Hardcover, 368 pages
My Thoughts:In the winter of 1897, Elspeth Howell treks across miles of snow and ice to the isolated farmstead in upstate New York where she and her husband have raised their five children. Her midwife's salary is tucked into the toes of her boots, and her pack is full of gifts for her family. But as she crests the final hill, and sees her darkened house and a smokeless chimney, immediately she knows that an unthinkable crime has destroyed the life she so carefully built.Her lone comfort is her twelve-year-old son, Caleb, who joins her in mourning the tragedy and planning its reprisal. Their long journey leads them to a rough-hewn lake town, defined by the violence both of its landscape and of its inhabitants. There Caleb is forced into a brutal adulthood, as he slowly discovers truths about his family he never suspected, and Elspeth must confront the terrible urges and unceasing temptations that have haunted her for years. Throughout it all, the love between mother and son serves as the only shield against a merciless world.A scorching portrait of guilt and lost innocence, atonement and retribution, resilience and sacrifice, pregnant obsession and primal adolescence, The Kept is told with deep compassion and startling originality, and introduces James Scott as a major new literary voice.

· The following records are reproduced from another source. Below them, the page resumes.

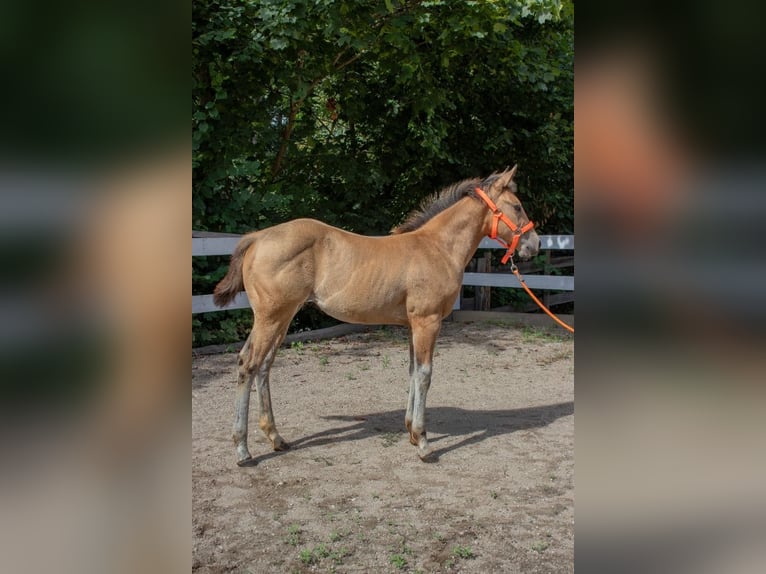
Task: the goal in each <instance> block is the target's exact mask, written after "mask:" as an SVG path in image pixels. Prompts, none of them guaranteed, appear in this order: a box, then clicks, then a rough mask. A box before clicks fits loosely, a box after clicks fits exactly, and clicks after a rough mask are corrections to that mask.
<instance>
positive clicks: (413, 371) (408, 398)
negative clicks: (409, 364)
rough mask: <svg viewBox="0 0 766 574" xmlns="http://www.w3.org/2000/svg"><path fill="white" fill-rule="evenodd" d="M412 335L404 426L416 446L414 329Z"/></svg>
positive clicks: (410, 336)
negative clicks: (406, 406) (412, 340)
mask: <svg viewBox="0 0 766 574" xmlns="http://www.w3.org/2000/svg"><path fill="white" fill-rule="evenodd" d="M409 335H410V389H409V391H408V392H407V412H406V414H405V415H404V426H405V427H407V433H408V434H409V435H410V442H411V443H412V444H414V445H415V446H417V445H418V443H417V442H415V441H414V440H413V438H412V411H413V408H414V406H415V378H414V377H413V375H414V374H415V350H414V348H413V346H412V345H413V344H412V329H410V332H409Z"/></svg>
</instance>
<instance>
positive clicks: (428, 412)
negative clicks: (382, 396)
mask: <svg viewBox="0 0 766 574" xmlns="http://www.w3.org/2000/svg"><path fill="white" fill-rule="evenodd" d="M572 414H574V402H573V401H569V402H563V403H555V404H551V405H542V406H537V407H524V408H518V409H502V410H467V409H461V408H457V407H429V408H428V414H427V417H428V419H427V420H428V424H427V426H428V433H429V442H430V443H431V445H432V447H434V451H433V454H432V455H431V456H430V457H429V462H436V461H438V460H439V458H440V457H441V456H442V455H444V454H446V453H448V452H451V451H453V450H457V449H460V448H465V447H468V446H471V445H475V444H478V443H480V442H482V441H485V440H487V439H489V438H492V437H496V436H501V435H506V434H511V433H514V432H517V431H521V430H526V429H531V428H539V427H544V426H547V425H549V424H550V423H552V422H553V421H555V420H557V419H559V418H561V417H566V416H569V415H572ZM321 418H322V419H323V420H327V421H338V422H341V423H345V424H341V425H338V426H335V427H332V428H329V429H325V430H323V431H320V432H317V433H314V434H310V435H307V436H304V437H301V438H298V439H296V440H293V441H292V442H291V443H290V445H291V450H302V449H309V448H315V447H320V446H322V445H327V444H331V443H337V442H349V441H358V440H364V439H368V438H372V437H381V438H384V439H385V438H386V437H391V436H393V434H392V433H397V434H398V433H401V434H402V436H404V437H406V429H405V428H404V409H397V410H393V411H386V412H378V413H368V414H360V415H329V416H323V417H321ZM434 435H439V436H434ZM448 437H464V438H463V439H462V440H460V441H458V442H455V443H452V444H450V445H447V446H444V447H441V448H439V447H438V443H439V442H441V441H443V440H444V439H445V438H448ZM287 452H290V451H272V452H270V453H268V454H265V455H262V456H258V457H255V459H256V460H255V461H254V462H260V461H265V460H268V459H271V458H274V457H277V456H281V455H283V454H286V453H287Z"/></svg>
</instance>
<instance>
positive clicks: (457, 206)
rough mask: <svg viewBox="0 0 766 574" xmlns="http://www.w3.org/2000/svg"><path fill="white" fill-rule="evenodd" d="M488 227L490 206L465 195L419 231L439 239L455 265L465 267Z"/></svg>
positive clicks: (425, 225) (424, 233)
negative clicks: (487, 215)
mask: <svg viewBox="0 0 766 574" xmlns="http://www.w3.org/2000/svg"><path fill="white" fill-rule="evenodd" d="M486 228H487V207H486V206H485V205H484V204H483V203H482V202H480V201H476V200H475V199H473V198H470V197H464V198H463V199H461V200H460V201H458V202H457V203H455V204H454V205H452V206H450V207H448V208H447V209H445V210H444V211H443V212H441V213H440V214H439V215H437V216H435V217H434V218H433V219H431V220H430V221H429V222H428V223H426V224H425V225H423V227H421V228H420V229H419V230H418V232H419V233H421V234H422V235H424V236H429V237H431V238H433V239H434V240H435V241H437V242H438V243H439V244H440V245H441V246H442V247H444V250H445V252H446V253H447V256H448V257H449V258H450V259H451V260H452V261H453V262H454V264H455V267H456V268H459V269H464V268H465V266H466V265H468V262H469V261H470V260H471V257H473V254H474V253H475V252H476V249H477V248H478V246H479V243H480V242H481V239H482V238H483V237H484V236H485V235H486V234H487V229H486Z"/></svg>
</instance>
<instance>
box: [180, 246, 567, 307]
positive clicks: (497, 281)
mask: <svg viewBox="0 0 766 574" xmlns="http://www.w3.org/2000/svg"><path fill="white" fill-rule="evenodd" d="M195 235H196V236H195ZM239 238H240V236H238V235H223V234H208V233H204V232H192V257H206V256H208V255H230V254H231V253H232V252H233V251H234V247H235V246H236V245H237V243H238V242H239ZM540 241H541V247H540V249H541V250H557V251H558V250H560V251H572V252H574V235H541V236H540ZM479 249H502V247H501V246H500V245H498V244H497V243H495V242H494V241H492V240H491V239H490V238H489V237H485V238H484V239H482V241H481V243H480V244H479ZM524 280H525V281H526V283H527V285H528V286H529V288H530V289H541V290H556V291H574V277H572V276H561V275H526V274H525V275H524ZM463 285H464V286H465V285H471V286H476V287H512V288H519V289H521V284H520V283H519V281H518V279H516V276H515V275H513V274H511V273H468V272H466V273H465V274H464V275H463ZM459 305H460V300H459V298H458V300H457V301H456V302H455V307H454V309H458V308H459ZM249 306H250V304H249V303H248V300H247V295H246V294H245V292H244V291H242V292H241V293H239V294H237V296H236V297H235V298H234V300H233V301H232V302H231V303H230V304H229V305H227V306H226V307H224V308H223V309H219V308H218V307H216V306H215V305H214V304H213V295H192V314H195V313H210V312H212V311H223V310H226V309H246V308H248V307H249Z"/></svg>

The Kept by James Scott is a dark, desolate, atmospheric, and extraordinarily well written novel.
I very highly recommended The Kept.
The opening establishes the tone for the remainder of this notable debut novel set in 1897:
"Elspeth Howell was a sinner. The thought passed over her like a shadow as she washed her face or caught her reflection in a window or disembarked from a train after months away from home. Whenever she saw a church or her husband quoted verse or she touched the simple cross around her neck while she fetched her bags, her transgressions lay in the hollow of her chest, hard and heavy as stone. " Her sins, she tells us, castigating herself as she approaches her home, are anger, covetousness and thievery. Of her husband she notes, "It was as if he had turned piety into a contest and Elspeth lagged far behind."
But as Elspeth nears her home after being gone for months, she realizes that something is amiss. "It was then that the fear that had been tugging at her identified itself: It was nothing. No smell of a winter fire; no whoops from the boys rounding up the sheep or herding the cows; no welcoming light." (pg. 5) There should be noise from Jorah, her husband, and their five children: Amos, fourteen, Caleb, twelve, Jesse, ten, Mary, fifteen, and Emma, six. The ominous quiet portends the unthinkable disaster that awaits her. Her whole family has been slaughtered. Before she can fully process what has happened, her middle son, Caleb, who was hiding in the pantry, mistakenly thinks the killers have returned and accidentally shoots her.
After Caleb tends to her wounds, Elspeth survives and the two take an awful trek over frozen land and through blizzards to try and find the three men Caleb saw who killed their family. The brutal weather is as much a character as the brutal men they are seeking to find as they head toward Watersbridge, a lawless town beside Lake Erie.
Both Caleb and Elspeth are fueled by their need for revenge, but at first only Elspeth knows that there may have been a reason for the seemingly senseless slaughter. Their quest marks the end of innocence and his childhood for Caleb, but is fueled by other emotions for Elspeth. While you learn to care for Caleb and try to understand Elspeth, it is also clear that nothing good is going to come from their search. Clearly it examines how actions always have consequences and vengeance is best left to the Lord.
In The Kept by James Scott, we are presented with historical fiction in a literary novel with writing that transcends the ordinary. This is truly an extraordinarily well written novel.
But it is also a dark, violent, and hopeless tragedy. I'll be the first to admit that it might not appeal to some readers. The tension is palatable and the dread steadily increases without relief. It is a relief to finish The Kept, if only to release the tension and melancholy that will threaten to overtake you, but it is a novel that will stay with you for a long, long time.
Disclosure: My Kindle edition was courtesy of HarperCollins for review purposes.